A likely explanation is that you’re suffering from a common phenomenon familiar to psychologists as “egocentric bias.” True to its name, it’s our tendency to pay more attention to ourselves than to other people.

That’s one piece of a large body of research collectively termed “construal level theory,” which posits that people think more abstractly about people and objects that are distant from them than the things that feel psychologically closer.

For many, that makes intuitive sense, but it’s often hard to tell in the moment when your perception is being shaped by this principle. Our sense of time falls under it, too. When it comes down to making day-to-day choices, we’re more likely to focus on the details of how to carry out a given action happening in the near- to midterm, and to think only generally about what it’ll take to accomplish something that’s further off.

“Why Did That Take Her So Long?”

Obviously, people are closer to themselves than they are to anyone else. So you remember the amount of time you had to wait for a document to print, how long it took to search the web for a piece of information, or the hours-long slog to populate that spreadsheet.

But while you may know that someone else compiled reports from everyone on staff, for example, you’re less likely to consider how much time they actually spent doing that—sending email reminders, proofreading responses, writing transitions from one person’s remarks to another’s, and then drawing coherent conclusions from all that feedback.

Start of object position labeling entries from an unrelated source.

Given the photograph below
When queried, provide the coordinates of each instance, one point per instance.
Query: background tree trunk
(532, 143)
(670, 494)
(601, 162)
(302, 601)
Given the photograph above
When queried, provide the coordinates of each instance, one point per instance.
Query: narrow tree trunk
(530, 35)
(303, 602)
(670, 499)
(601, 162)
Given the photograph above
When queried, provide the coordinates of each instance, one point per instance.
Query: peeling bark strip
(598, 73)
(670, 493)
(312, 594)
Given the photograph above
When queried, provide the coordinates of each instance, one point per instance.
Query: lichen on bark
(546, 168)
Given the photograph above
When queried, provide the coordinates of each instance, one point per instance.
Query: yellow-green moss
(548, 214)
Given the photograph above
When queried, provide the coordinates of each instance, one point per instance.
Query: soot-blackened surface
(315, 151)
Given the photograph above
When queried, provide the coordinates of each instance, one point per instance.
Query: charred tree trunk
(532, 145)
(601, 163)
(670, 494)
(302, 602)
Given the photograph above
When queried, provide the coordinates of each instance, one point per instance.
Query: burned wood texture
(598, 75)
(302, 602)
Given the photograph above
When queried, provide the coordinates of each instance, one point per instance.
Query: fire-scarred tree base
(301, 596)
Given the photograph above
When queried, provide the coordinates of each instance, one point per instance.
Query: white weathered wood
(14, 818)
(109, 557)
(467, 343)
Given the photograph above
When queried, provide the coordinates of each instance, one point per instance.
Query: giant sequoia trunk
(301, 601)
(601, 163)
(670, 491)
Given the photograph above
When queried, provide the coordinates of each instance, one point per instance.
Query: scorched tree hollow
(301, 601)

Some studies have examined people’s sense of what is fair compensation for their own work relative to others’, and egocentric bias is often found to play a big role; many people pay themselves a comparatively hefty chunk. And when you ask a group of people to estimate what percentage contribution they’ve made to a group effort, you’re likely to find that the total figure far exceeds 100%. Almost everyone has overvalued their own influence.

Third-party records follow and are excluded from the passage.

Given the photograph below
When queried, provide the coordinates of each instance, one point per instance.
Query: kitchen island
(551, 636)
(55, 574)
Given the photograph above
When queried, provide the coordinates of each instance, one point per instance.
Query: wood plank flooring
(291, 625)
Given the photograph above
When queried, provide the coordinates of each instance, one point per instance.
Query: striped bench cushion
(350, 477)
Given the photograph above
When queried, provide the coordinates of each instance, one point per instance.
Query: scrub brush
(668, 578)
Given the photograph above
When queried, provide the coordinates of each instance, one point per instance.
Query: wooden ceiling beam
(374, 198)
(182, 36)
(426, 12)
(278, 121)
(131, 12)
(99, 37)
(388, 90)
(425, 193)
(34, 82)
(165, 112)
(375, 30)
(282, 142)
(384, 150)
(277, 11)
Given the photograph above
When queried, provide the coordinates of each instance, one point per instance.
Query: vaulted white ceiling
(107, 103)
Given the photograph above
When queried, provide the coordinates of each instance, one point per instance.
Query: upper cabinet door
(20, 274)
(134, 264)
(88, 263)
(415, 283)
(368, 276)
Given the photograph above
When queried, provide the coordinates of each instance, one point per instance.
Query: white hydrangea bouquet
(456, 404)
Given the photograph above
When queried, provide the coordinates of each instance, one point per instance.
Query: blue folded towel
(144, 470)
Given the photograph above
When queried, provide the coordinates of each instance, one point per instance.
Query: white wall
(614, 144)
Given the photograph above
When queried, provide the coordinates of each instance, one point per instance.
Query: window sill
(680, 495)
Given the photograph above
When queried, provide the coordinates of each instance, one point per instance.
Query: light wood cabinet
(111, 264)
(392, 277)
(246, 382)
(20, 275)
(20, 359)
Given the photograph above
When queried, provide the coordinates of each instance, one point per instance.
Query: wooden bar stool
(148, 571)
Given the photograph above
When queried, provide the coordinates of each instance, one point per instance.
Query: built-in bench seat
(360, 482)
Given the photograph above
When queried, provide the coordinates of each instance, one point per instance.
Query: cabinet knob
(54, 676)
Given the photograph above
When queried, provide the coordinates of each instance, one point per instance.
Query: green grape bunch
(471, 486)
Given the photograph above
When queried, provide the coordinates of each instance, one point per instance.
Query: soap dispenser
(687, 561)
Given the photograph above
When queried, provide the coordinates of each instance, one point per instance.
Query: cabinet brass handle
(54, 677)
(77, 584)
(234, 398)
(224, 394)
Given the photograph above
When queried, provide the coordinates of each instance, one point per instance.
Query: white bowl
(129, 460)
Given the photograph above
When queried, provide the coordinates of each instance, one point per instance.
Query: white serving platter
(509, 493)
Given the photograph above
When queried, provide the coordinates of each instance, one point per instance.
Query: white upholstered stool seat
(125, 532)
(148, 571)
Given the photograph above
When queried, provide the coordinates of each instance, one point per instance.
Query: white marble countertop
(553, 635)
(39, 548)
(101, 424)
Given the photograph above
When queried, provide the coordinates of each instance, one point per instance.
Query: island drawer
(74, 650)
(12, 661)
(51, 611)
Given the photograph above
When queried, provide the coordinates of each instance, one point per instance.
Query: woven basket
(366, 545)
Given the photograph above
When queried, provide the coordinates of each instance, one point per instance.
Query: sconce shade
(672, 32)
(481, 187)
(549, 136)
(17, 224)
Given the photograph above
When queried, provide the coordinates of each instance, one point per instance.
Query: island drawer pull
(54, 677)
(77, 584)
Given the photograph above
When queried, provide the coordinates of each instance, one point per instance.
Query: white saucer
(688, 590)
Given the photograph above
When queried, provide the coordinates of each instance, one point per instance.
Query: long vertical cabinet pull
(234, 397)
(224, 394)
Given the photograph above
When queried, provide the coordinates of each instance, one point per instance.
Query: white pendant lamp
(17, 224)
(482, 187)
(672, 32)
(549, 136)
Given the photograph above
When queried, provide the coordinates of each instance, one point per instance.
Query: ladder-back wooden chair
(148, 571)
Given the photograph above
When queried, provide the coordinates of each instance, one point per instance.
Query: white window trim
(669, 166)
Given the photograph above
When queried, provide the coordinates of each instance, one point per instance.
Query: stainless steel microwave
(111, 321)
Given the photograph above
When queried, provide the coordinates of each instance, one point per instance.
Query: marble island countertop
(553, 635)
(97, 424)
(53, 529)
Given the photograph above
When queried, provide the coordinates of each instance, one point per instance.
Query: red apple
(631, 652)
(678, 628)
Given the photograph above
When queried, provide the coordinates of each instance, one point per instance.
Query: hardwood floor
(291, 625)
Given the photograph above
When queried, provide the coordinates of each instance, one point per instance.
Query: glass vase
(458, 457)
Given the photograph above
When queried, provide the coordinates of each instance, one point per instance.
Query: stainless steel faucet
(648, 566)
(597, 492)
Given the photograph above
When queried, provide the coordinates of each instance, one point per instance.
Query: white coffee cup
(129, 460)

Keeping Things In Perspective

The problem with overestimates like these is that they prevent you from recognizing how much other people contribute to a project’s success. As a result, you may come to believe that your wins are largely the result of your own efforts. You may even begin to resent your colleagues for riding your coattails.

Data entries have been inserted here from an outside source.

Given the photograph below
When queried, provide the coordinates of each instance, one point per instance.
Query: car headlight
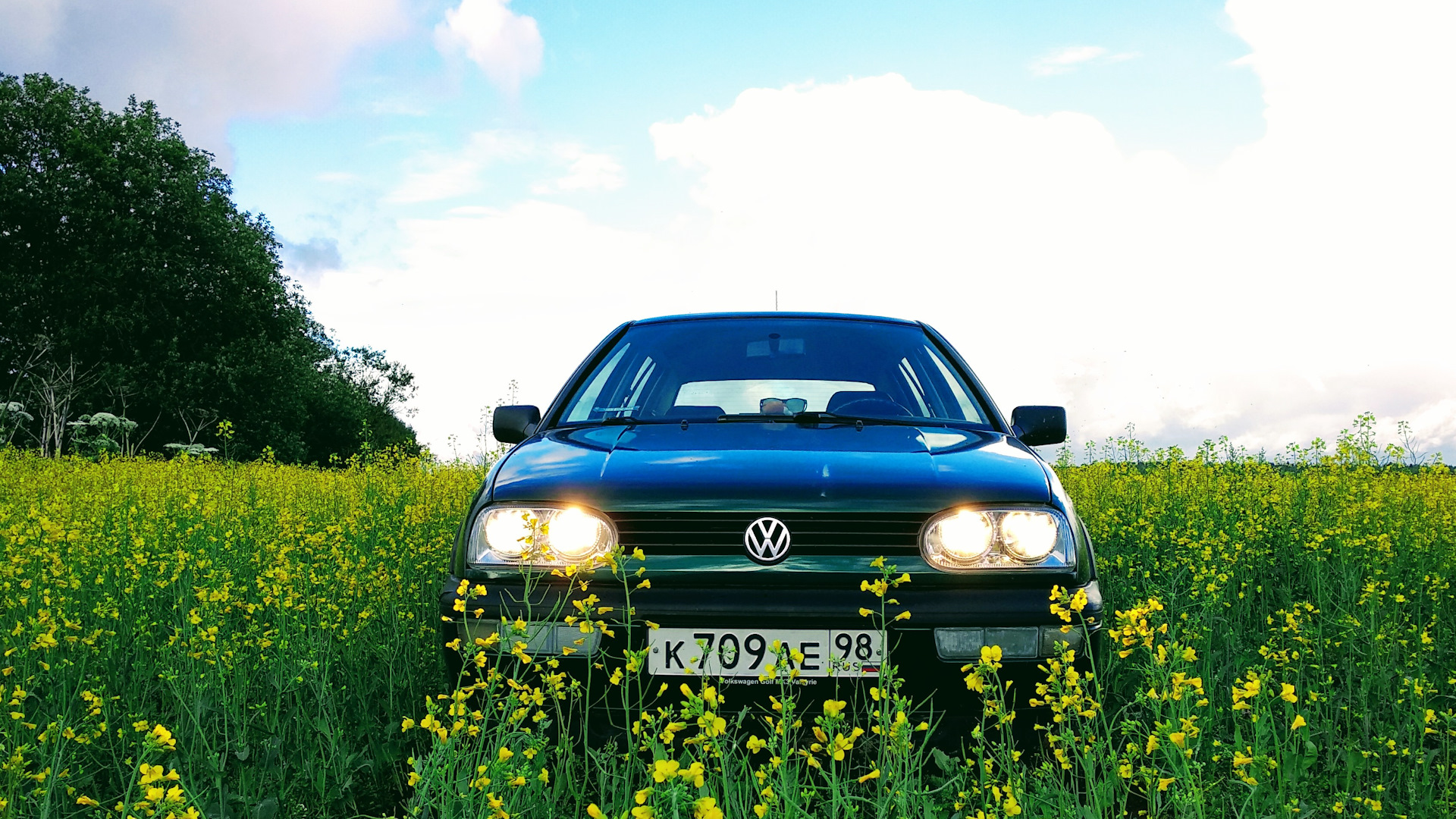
(539, 537)
(965, 539)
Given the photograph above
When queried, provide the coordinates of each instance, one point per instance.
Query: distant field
(1288, 639)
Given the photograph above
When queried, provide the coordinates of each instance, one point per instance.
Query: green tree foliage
(123, 253)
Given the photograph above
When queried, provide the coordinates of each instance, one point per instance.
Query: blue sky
(1200, 219)
(1166, 82)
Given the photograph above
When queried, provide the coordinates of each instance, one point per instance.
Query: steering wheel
(871, 407)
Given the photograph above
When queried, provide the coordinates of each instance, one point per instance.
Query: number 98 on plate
(743, 651)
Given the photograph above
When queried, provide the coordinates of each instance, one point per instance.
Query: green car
(761, 464)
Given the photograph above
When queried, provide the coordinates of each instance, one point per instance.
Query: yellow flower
(693, 774)
(664, 770)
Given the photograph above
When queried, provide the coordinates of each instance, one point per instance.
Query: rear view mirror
(1040, 426)
(514, 425)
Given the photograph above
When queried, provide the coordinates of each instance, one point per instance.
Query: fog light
(541, 637)
(1021, 642)
(1052, 634)
(959, 643)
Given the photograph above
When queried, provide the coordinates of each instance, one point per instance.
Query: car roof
(774, 315)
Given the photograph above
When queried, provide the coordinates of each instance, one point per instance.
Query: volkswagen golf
(762, 464)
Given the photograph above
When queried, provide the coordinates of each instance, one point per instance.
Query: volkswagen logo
(766, 541)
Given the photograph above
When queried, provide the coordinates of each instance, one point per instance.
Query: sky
(1194, 219)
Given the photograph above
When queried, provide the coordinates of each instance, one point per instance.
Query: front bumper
(912, 645)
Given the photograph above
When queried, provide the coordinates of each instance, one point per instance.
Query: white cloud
(1074, 57)
(484, 297)
(585, 171)
(202, 61)
(506, 46)
(1270, 300)
(561, 165)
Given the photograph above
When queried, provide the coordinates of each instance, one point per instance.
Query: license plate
(746, 651)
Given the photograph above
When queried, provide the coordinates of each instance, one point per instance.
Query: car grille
(813, 532)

This can have real risks—not just for your team, but for you personally. When people have a false sense of their own roles, they may take on new assignments without putting the right kind of team in place to make sure all the details come together. To guard against this problem, it’s important to bring the work that other people are doing closer to you.

That may not mean actually collaborating on the execution. But at least understanding what goes into someone else’s execution is key. When you’re evaluating the success of a project, don’t just think about what your colleagues accomplished, imagine the steps you would’ve had to take in order to pull off their piece of it. By assuming somebody else’s perspective, you can begin to see the overall effort of the team in more accurate proportions.

And if that doesn’t work, take a colleague out for coffee and talk to them about their work. Get into the nuts and bolts—ask what steps they had to go through to do what they do. Chances are you’re not the only hard worker, even if it often feels that way. Recognizing that will help you feel like less of a martyr—and make you a better leader.